Get a daily dose of Alan Heathcock this week

Alan Heathcock has a short story being doled out in daily increments at 5 Chapters this week, and--judging by the first installment--you are well advised to stop there each day.  "The Founding" is a story about a band of pioneers arriving in a new world.  It's told in broad strokes--Heathcock will leap forward a month in the space of a single sentence--and, as with many short stories, your undivided attention is needed to get through some of those epic passages.  But so far, I really like "The Founding" which is filled with wonderful sentences like this one: "The women frolicked in the surf; even Madaline Huffington, a stout humorless woman, stripped to her undergarments and let the waves carry her woodlike to the beach."  Another aspect of the story I appreciated was the fact that we're not told where these voyagers are, or even when.  For all we know, this could be a post-apocalyptic tale of Darwinian survival.  "The Founding" intrigues and tantalizes me enough to tune in tomorrow...and the tomorrow after that.

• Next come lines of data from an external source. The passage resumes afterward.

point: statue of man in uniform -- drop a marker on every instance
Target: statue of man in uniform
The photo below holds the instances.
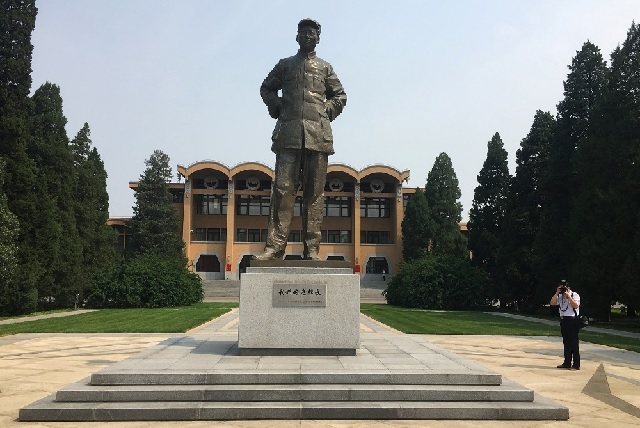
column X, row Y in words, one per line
column 312, row 97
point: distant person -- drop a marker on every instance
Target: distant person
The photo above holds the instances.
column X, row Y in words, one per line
column 312, row 96
column 569, row 306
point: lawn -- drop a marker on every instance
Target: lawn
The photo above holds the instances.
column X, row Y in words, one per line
column 417, row 321
column 412, row 321
column 161, row 320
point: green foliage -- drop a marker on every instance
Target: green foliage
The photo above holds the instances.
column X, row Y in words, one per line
column 486, row 217
column 155, row 227
column 444, row 210
column 17, row 21
column 147, row 281
column 582, row 92
column 91, row 211
column 414, row 227
column 438, row 282
column 59, row 248
column 607, row 198
column 8, row 250
column 524, row 207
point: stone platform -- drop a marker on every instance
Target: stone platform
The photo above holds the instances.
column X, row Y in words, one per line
column 296, row 309
column 201, row 376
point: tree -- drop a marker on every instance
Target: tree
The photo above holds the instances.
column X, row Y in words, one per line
column 91, row 211
column 582, row 92
column 8, row 251
column 155, row 272
column 439, row 282
column 444, row 210
column 414, row 227
column 17, row 21
column 60, row 249
column 486, row 217
column 607, row 200
column 524, row 206
column 155, row 226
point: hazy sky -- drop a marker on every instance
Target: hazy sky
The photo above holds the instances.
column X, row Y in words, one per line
column 422, row 77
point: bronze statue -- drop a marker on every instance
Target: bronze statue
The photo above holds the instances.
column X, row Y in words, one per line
column 312, row 96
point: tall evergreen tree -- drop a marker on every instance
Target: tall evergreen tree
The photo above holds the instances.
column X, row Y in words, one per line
column 17, row 21
column 516, row 258
column 582, row 91
column 444, row 210
column 608, row 199
column 60, row 248
column 486, row 217
column 91, row 210
column 414, row 227
column 8, row 251
column 155, row 226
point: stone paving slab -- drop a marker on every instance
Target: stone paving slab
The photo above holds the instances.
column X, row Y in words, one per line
column 393, row 376
column 211, row 353
column 26, row 375
column 539, row 409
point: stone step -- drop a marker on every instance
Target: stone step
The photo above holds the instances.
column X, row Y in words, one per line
column 230, row 377
column 49, row 410
column 84, row 392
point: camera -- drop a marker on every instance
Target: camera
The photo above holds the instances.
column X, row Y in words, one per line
column 563, row 286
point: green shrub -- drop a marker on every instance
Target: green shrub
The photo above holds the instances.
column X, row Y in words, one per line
column 147, row 281
column 438, row 282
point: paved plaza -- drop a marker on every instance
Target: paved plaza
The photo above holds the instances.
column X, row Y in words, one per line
column 605, row 392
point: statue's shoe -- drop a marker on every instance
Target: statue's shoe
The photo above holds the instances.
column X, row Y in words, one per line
column 270, row 254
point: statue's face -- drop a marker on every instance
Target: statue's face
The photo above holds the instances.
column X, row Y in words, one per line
column 308, row 38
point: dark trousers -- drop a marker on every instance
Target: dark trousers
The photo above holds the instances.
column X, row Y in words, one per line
column 294, row 167
column 569, row 329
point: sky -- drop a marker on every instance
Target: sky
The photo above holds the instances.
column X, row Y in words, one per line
column 422, row 77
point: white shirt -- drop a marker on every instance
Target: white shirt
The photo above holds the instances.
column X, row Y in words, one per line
column 564, row 305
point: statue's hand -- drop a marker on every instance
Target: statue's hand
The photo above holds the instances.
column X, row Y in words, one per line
column 274, row 109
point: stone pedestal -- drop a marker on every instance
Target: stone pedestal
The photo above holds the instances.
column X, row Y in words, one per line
column 293, row 308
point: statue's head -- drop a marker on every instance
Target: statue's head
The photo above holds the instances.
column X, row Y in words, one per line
column 308, row 34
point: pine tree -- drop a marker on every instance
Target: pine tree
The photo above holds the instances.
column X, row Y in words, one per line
column 414, row 227
column 60, row 248
column 91, row 210
column 17, row 21
column 486, row 217
column 444, row 210
column 582, row 91
column 524, row 205
column 8, row 251
column 155, row 226
column 607, row 199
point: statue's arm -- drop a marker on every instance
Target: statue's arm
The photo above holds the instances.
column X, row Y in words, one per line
column 336, row 97
column 269, row 91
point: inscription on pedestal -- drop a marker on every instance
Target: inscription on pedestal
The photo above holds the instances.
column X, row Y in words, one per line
column 286, row 295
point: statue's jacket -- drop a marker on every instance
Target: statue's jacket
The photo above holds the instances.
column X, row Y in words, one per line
column 312, row 96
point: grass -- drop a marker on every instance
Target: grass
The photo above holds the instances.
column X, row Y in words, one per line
column 418, row 321
column 412, row 321
column 415, row 321
column 161, row 320
column 37, row 313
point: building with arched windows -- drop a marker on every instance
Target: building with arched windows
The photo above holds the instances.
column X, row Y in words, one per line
column 225, row 211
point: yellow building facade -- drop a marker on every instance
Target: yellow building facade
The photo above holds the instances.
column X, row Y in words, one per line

If you aren't already familiar with 5 Chapters, now is a good time to shake the site's hand.  Each week, they publish a story in five parts.  It's the perfect complement to the daily commute, or those 15 minutes of slack time at the office.  If you'd like to get 5 Chapters in your inbox each day, send an e-mail to

I was especially excited to see Heathcock's name pop into my inbox this morning because his short story collection VOLT, coming from Graywolf Press in March, is one of the books I'm most looking forward this Spring.  Saliva has been running down my chin ever since I first heard of it.  Here's the publisher's blurb:
       A blistering new collection of stories from an exhilarating new voice.
       One man kills another after neither will move his pickup truck from the road.  A female sheriff in a flooded town attempts to cover up a murder.  When a farmer harvesting a field accidentally runs over his son, his grief sets him off walking, mile after mile.  A band of teens bent on destruction runs amok in a deserted town at night.  As these men and women lash out at the inscrutable churn of the world around them, they find a grim measure of peace in their solitude.
       Throughout VOLT, Alan Heathcock’s stark realism is leavened by a lyric energy that matches the brutality of the surface.  And as you move through the wind-lashed landscape of these stories, faint signs of hope appear underfoot.  In VOLT, the work of a writer who’s hell-bent on wrenching out whatever beauty this savage world has to offer, Heathcock’s tales of lives set afire light up the sky like signal flares touched off in a moment of desperation.
A bit over-the-top?  Sure, but I've read a few pieces of Heathcock's fiction and I'm pretty certain his stories will be a lot more restrained.  I like this blurb from Dan Chaon (You Remind Me of Me), which more accurately sums up the Idaho writer's talent:
“The stories in VOLT are intense, suspenseful, and utterly compelling.  Heathcock writes about violence and bad luck and bad choices with a cool, grim eye that recalls Cormac McCarthy, yet he also approaches the hard lives of his stoic Westerners with great empathy and compassion and heart–a kind of miraculous combination.”
That's exactly what's going on in "The Founding."  What starts on an exhilarating, joyous note (everyone dances when they catch sight of land after a month at sea) soon turns into a grim catalogue of bad luck.  Here's how the story begins:
Upon the third call of land, Antonia rushed with the others up the dark hull stairs and into the red dying light.  On the deck, Vicar Hamby played his melodeon, little Bon Smithers on pennywhistle, jigging and clicking his heels.  Everyone danced and sang.  Antonia twirled in Seth Worthington’s arms, then ran to the ship’s rail.  The sun rode the cliffs, the bay breaking languid waves on a shore fringed with pink foam.  A month on the ocean, weeks without land.  Men sang hallelujahs from the rigging, sliding down cordage and dropping like spiders to the deck.  Antonia’s face felt feverish.  Her cheeks ached from smiling.  Old Mary skipped over, bent under her shawl, and Antonia took her frail spotted hands and they spun, Mary toothless and laughing, her eyes bright as a babe’s and glinting the pale rose of the setting sun.